Teringat kenangan Ayah Saya kerap dibangunkan tengah malam untuk diminta mengantar tetangga yang sakit, mau melahirkan bahkan menjemput jenasah dari kota yang berjarak beberapa jam. Ada pula yang meminjam mobil bak untuk kegiatan pindahan, gotong royong dan lain sebagainya.

Nah, dinamika bertetangga yang seru dan selalu menarik untuk diulik ini disampaikan dengan bijak oleh Annie Nugraha. Beliau seorang travel blogger, book reviewer, pengajar dan crafter yang produktif.

Ada dua belas kisah bertetangga yang dituangkan dalam buku setebal 142 halaman -termasuk halaman kata pengantar, dan lainnya ini.

Meski diterbitkan oleh Stiletto Indie Book, rasanya seperti membaca buku terbitan penerbit mayor.
Editing rapi, Saya hanya menemukan satu saja saltik berupa pengulangan kata. Layoutnya juga ciamik, dihiasi dengan ilustrasi yang mengingatkan saya akan buku Hans Christian Andersen yang saya baca di masa kecil. Ditambah bagian moral of the story' yang diimuat diakhir setiap cerita menambah asupan nutrisi ruhani bagi pembaca.

Penggunaan diksinya pun membuat saya merasakan nostalgia. Mbak Annie berhasil memadukan istilah angkatan saya seperti TOP BGT (teopebegete) dan SKSD (Sok Kenal Sok Dekat) dengan istilah kekinian.

Dalam pengantar, dijelaskan oleh mbak Annie bahwa 90%  yang diangkat sangat dekat dengan kejadian yang mungkin kita alami saat berinteraksi dengan para tetangga. Ada yang bikin gemes, kocak, ada yang haru, bahkan ada pula yang bikin bulu kuduk meremang.

Kisah yang paling mengena di hati ialah "Ketika Ibu Tiada". Duh, Saya yang terkenal anti mewek saat baca atau nonton film/serial TV bisa kepikiran berhari-hari.

Diawali dengan kisah Mbak Annie yang mendapat chat untuk segera berkumpul demi membahas masa depan tiga orang anak sahabat sekompleks yang telah tiada.

Keakraban antar keluarga, berubah menjadi tragedi ala musim pertama serial Desperate Housewives kala salah seorang ibu diantaranya ada yang meninggal. Nasib ketiga anak yang masih kecil -kecil, dengan tega dipisahkan beda kota bahkan pulau oleh ayah mereka sendiri. Usaha Mbak Annie dan para sahabat untuk memberikan masukan pun ditolak, dengan alasan yang ternyata makin mengiris hati.

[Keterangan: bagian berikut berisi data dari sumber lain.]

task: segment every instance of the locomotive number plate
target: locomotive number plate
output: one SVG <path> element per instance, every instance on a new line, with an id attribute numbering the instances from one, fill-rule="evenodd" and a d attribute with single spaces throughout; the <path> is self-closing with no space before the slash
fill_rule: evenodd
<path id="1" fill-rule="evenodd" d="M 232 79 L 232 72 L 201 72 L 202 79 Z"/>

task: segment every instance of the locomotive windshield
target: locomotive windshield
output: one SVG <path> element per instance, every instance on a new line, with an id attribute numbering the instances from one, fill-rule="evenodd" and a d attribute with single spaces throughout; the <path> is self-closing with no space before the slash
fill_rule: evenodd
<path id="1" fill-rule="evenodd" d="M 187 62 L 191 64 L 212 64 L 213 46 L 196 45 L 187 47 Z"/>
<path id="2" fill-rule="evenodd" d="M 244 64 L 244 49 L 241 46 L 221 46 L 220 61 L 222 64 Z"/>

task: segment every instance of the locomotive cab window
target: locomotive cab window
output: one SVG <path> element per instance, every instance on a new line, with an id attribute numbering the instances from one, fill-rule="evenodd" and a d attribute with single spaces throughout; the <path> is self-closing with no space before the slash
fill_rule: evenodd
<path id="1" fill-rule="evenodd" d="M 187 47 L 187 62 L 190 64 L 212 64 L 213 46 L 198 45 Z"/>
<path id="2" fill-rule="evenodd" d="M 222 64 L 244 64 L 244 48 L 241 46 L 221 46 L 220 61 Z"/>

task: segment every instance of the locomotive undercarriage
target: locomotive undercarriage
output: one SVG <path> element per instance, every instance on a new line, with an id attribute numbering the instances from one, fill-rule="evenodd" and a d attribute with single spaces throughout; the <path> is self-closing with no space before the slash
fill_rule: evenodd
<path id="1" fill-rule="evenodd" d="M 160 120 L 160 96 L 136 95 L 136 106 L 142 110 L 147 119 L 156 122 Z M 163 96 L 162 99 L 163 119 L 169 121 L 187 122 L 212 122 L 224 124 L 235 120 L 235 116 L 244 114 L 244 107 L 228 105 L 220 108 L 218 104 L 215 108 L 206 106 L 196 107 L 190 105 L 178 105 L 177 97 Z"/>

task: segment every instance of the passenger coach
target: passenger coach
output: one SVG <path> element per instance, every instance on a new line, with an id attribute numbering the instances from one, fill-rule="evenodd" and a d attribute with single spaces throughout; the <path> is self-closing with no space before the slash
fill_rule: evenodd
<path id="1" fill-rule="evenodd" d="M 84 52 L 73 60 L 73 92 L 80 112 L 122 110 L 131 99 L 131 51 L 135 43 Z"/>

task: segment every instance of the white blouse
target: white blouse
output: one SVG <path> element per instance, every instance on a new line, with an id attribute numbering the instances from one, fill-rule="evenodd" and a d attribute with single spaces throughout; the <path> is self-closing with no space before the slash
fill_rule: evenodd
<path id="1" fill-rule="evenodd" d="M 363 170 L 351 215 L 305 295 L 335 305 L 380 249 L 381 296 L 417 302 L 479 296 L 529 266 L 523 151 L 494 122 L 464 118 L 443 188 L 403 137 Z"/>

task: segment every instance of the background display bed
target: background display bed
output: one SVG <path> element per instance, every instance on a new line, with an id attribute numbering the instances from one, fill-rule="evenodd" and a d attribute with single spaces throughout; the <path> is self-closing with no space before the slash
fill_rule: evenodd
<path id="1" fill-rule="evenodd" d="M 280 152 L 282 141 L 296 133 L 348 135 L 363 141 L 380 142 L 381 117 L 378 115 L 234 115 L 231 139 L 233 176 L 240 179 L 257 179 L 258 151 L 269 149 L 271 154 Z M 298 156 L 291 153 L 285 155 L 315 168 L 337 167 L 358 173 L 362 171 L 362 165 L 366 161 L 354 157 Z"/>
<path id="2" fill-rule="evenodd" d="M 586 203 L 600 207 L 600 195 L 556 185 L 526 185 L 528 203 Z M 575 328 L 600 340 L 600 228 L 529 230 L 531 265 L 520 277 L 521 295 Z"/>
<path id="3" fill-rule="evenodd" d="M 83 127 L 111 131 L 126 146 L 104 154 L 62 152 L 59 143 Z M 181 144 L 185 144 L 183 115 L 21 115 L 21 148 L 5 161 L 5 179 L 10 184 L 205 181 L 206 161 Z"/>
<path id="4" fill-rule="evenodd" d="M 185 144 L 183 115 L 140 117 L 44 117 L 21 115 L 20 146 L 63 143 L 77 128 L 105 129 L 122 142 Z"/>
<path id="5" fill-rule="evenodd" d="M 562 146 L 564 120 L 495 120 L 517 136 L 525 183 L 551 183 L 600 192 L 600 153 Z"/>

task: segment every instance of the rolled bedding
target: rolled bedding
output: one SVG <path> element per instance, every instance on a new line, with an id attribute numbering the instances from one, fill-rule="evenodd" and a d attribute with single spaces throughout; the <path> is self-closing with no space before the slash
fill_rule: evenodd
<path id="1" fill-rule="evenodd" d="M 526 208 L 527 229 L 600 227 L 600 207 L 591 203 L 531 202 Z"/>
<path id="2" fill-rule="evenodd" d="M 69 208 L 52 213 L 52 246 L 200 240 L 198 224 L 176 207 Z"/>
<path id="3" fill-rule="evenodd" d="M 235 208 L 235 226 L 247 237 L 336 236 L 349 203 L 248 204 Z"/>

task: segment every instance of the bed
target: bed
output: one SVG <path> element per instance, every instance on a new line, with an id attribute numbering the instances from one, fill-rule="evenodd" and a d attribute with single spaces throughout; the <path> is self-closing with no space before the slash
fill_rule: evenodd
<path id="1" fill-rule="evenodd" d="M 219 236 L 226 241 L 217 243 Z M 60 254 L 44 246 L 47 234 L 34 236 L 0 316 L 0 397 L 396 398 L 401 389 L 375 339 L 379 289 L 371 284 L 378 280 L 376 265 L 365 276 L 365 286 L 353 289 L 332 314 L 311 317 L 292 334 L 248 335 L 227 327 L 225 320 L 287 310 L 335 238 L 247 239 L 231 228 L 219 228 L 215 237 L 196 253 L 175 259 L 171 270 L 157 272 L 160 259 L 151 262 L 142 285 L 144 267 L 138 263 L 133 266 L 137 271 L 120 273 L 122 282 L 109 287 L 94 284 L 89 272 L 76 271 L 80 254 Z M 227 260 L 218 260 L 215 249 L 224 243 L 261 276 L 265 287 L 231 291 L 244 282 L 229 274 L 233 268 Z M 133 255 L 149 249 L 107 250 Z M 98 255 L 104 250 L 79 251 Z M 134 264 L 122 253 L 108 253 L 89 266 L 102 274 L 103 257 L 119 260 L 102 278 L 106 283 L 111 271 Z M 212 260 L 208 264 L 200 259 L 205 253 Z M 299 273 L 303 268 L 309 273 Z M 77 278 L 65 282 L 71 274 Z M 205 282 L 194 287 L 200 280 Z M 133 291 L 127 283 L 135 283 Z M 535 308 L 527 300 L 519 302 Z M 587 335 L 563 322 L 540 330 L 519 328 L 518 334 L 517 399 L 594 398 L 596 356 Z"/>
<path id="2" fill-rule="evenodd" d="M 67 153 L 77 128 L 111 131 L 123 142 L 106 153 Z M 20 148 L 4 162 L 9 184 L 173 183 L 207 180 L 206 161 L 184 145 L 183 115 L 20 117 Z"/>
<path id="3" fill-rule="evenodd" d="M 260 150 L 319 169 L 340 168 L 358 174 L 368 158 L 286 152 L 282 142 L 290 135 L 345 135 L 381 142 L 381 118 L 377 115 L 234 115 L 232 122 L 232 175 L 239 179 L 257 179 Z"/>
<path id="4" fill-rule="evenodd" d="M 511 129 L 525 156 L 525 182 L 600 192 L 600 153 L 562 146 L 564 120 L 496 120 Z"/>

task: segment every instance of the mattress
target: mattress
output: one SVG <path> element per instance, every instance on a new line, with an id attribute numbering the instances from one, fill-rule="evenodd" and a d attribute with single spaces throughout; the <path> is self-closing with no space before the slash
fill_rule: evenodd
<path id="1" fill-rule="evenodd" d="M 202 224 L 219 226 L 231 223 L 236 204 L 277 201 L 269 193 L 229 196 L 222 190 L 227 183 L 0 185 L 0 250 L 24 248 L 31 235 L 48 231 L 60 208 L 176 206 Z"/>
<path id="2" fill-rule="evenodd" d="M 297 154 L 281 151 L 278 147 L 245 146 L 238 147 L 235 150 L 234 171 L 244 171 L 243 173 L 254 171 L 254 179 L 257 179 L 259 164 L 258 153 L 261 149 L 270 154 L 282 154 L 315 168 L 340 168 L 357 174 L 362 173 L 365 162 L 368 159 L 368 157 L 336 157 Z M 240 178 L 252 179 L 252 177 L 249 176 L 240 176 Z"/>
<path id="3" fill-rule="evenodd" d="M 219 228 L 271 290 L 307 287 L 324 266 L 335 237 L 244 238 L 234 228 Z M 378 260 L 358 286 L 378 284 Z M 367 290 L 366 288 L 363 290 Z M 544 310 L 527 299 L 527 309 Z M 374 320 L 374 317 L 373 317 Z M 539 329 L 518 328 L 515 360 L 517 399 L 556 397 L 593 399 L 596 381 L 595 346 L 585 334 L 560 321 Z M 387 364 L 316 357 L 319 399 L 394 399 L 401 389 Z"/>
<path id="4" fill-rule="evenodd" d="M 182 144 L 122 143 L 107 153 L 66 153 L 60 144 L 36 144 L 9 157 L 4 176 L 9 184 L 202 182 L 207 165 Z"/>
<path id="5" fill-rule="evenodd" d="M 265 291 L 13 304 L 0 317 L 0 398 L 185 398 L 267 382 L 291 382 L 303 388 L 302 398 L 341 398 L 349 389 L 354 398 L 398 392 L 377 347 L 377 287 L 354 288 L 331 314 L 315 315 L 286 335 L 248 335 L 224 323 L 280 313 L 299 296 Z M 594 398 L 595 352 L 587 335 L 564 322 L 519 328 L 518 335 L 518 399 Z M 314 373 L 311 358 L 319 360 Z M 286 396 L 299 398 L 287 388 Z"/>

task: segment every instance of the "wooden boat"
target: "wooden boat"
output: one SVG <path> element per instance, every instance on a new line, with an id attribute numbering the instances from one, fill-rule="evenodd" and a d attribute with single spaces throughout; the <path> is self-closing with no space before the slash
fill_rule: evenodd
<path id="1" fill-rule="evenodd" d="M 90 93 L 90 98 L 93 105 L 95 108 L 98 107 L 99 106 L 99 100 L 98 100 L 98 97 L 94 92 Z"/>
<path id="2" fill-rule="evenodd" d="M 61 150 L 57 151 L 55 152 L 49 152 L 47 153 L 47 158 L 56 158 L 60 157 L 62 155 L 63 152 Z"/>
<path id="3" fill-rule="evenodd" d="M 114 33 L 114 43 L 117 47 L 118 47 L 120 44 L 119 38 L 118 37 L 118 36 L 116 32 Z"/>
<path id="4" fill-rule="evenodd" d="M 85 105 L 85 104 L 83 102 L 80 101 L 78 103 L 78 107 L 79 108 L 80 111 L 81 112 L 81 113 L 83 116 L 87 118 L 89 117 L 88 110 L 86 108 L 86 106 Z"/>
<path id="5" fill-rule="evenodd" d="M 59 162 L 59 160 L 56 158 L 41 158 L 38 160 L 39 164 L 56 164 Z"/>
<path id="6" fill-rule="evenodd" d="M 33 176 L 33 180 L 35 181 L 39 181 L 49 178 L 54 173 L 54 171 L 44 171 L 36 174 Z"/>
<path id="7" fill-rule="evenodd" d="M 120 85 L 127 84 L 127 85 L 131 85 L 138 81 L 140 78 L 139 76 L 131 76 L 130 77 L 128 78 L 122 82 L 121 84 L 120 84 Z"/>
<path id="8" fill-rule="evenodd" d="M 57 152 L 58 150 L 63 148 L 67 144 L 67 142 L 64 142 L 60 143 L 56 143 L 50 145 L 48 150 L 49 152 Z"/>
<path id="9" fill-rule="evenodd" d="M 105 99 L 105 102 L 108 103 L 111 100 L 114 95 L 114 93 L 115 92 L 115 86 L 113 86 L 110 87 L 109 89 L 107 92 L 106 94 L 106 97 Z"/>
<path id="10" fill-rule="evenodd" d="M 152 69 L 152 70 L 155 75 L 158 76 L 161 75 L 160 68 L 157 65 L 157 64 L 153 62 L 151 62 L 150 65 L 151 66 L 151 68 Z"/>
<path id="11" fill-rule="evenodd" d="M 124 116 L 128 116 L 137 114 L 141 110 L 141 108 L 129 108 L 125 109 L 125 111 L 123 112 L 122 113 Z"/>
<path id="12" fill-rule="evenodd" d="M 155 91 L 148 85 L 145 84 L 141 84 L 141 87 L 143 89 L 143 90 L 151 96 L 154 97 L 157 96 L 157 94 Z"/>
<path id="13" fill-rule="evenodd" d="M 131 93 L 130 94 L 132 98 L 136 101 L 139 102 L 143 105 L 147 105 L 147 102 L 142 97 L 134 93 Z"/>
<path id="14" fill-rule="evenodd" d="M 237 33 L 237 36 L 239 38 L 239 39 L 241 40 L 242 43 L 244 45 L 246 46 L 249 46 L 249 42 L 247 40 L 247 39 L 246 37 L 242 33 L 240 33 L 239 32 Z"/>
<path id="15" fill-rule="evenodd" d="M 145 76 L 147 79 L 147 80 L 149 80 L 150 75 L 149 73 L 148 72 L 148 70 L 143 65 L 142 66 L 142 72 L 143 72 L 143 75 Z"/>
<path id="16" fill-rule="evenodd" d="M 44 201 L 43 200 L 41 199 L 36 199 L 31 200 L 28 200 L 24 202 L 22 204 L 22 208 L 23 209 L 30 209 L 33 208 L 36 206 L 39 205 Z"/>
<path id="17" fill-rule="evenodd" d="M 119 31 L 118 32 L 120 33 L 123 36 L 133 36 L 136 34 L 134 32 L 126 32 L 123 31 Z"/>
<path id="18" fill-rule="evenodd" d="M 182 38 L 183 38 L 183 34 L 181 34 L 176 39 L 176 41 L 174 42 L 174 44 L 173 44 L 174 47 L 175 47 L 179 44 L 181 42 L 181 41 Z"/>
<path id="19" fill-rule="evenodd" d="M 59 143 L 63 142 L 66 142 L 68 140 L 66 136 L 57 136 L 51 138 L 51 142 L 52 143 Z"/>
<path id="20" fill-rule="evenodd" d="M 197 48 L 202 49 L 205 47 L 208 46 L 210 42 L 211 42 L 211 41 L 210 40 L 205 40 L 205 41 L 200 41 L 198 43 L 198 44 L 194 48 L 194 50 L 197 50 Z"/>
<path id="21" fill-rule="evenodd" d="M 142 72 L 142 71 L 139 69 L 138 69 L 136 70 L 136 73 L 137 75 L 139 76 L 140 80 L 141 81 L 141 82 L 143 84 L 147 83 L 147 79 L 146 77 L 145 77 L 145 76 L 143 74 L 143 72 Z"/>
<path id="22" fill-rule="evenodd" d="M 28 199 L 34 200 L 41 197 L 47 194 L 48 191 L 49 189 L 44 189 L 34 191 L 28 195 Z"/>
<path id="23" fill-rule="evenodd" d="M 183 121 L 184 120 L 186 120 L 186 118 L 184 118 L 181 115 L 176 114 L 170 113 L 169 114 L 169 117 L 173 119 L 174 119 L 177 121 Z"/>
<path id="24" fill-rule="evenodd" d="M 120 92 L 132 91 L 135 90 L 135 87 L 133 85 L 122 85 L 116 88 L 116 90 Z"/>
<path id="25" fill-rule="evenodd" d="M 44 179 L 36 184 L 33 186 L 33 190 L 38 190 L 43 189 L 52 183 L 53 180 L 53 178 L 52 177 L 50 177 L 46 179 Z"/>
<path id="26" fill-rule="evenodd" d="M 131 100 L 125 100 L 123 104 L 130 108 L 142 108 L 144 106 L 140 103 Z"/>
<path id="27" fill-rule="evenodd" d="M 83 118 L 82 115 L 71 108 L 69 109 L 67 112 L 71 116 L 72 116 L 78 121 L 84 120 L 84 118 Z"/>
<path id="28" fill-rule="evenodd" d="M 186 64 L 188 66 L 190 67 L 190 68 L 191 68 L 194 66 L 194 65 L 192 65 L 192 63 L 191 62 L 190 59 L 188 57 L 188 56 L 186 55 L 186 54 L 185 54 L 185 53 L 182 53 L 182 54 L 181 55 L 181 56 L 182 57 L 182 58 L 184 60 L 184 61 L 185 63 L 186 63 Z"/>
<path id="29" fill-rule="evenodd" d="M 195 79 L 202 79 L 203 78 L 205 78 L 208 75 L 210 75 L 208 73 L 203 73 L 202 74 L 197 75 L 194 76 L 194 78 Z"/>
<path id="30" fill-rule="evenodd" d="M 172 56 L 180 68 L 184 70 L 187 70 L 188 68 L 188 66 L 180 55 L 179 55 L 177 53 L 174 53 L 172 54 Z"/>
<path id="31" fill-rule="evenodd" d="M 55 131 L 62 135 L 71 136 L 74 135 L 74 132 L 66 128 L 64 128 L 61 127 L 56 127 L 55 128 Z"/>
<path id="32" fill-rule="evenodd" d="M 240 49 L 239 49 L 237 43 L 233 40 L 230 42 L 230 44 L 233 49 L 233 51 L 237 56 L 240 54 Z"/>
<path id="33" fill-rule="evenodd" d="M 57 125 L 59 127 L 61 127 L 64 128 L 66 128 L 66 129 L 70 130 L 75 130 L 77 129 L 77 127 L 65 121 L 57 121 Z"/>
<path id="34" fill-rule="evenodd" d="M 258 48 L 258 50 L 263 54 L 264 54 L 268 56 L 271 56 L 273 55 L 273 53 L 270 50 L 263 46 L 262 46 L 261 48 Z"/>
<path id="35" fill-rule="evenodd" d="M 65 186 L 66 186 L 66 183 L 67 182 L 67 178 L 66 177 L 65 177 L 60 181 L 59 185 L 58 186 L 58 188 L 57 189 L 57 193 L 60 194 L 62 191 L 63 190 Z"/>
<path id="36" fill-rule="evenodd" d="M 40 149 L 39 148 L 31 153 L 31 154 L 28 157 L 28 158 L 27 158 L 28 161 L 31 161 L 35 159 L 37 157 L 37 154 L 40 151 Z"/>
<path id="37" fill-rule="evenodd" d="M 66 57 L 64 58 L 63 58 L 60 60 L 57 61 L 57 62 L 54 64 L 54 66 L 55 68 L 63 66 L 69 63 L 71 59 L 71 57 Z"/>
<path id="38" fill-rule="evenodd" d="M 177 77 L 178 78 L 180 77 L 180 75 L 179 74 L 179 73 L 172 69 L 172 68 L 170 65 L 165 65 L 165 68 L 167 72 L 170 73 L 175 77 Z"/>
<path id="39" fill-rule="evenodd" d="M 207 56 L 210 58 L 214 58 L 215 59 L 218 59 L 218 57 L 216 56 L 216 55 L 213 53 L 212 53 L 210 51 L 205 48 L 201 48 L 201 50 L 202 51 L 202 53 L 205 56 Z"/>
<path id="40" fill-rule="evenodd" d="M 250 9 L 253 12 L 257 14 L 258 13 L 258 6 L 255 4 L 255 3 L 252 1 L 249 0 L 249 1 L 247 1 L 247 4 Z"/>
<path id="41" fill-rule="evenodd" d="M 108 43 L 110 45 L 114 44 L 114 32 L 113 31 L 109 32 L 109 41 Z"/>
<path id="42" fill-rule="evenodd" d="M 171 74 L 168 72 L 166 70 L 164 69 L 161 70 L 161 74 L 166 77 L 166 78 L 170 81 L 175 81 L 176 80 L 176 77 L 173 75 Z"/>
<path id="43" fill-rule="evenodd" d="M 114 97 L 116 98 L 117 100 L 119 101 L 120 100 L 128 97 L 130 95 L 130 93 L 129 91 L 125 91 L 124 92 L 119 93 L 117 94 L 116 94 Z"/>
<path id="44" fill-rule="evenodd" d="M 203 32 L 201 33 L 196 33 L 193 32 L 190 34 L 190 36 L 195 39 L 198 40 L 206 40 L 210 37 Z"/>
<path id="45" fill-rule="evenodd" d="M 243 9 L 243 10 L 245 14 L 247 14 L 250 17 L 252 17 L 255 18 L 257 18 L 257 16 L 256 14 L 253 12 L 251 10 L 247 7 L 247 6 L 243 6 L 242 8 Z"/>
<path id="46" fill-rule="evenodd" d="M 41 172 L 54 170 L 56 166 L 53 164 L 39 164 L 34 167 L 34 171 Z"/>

Secara garis besar Mbak Annie memang mengajak kita mampu beradaptasi dan menempatkan diri saat berinteraksi dengan tetangga. 

1. Posisi Netral

Tidak usah ikut campur, cukup jadi pengamat setia saja. Misalnya saat anak-anak bertengkar. Jangan pula orang tuanya gampang baper. Namanya anak-anak, mereka mudah saling memaafkan dan kembali rukun.

2. Posisi Memihak

Saat dihadapkan dalam keadaan genting yang memang nyata-nyata bisa membahayakan salah satu pihak. Misalnya saat ada kasus kekerasan dalam rumah tangga dan jelas korban meminta pertolongan ke rumah kita. Kita berhak mempertahankan keamanan rumah dan pelaku tidak boleh sembarangan masuk atau menganggap kita ikut campur. Bila perlu segera lapor pak RT atau perangkat lingkungan lainnya.

3. Posisi Mengikhlaskan

Bila kita sudah berupaya mencari jalan keluar terbaik, tetapi tidak mencapai kesepakatan dengan tetangga ataupun ide atau niat baik kita ditolak. Sebagaimana yang terjadi dalam kasus ketiga anak yang ditinggal ibunya.

Jadi penasaran kan, dari kumpulan cerita di buku ini, cerita mana yang memberikan contoh posisi kita sebaiknya sebagai tetangga harus bagaimana?

Overall, Saya beri rating 4,5 dari 5 di akun Goodreads saya. Ohya, Saya membaca versi e-book ya. Tersedia di Google PlayStore dan Ipusnas. Teman -teman sudah baca?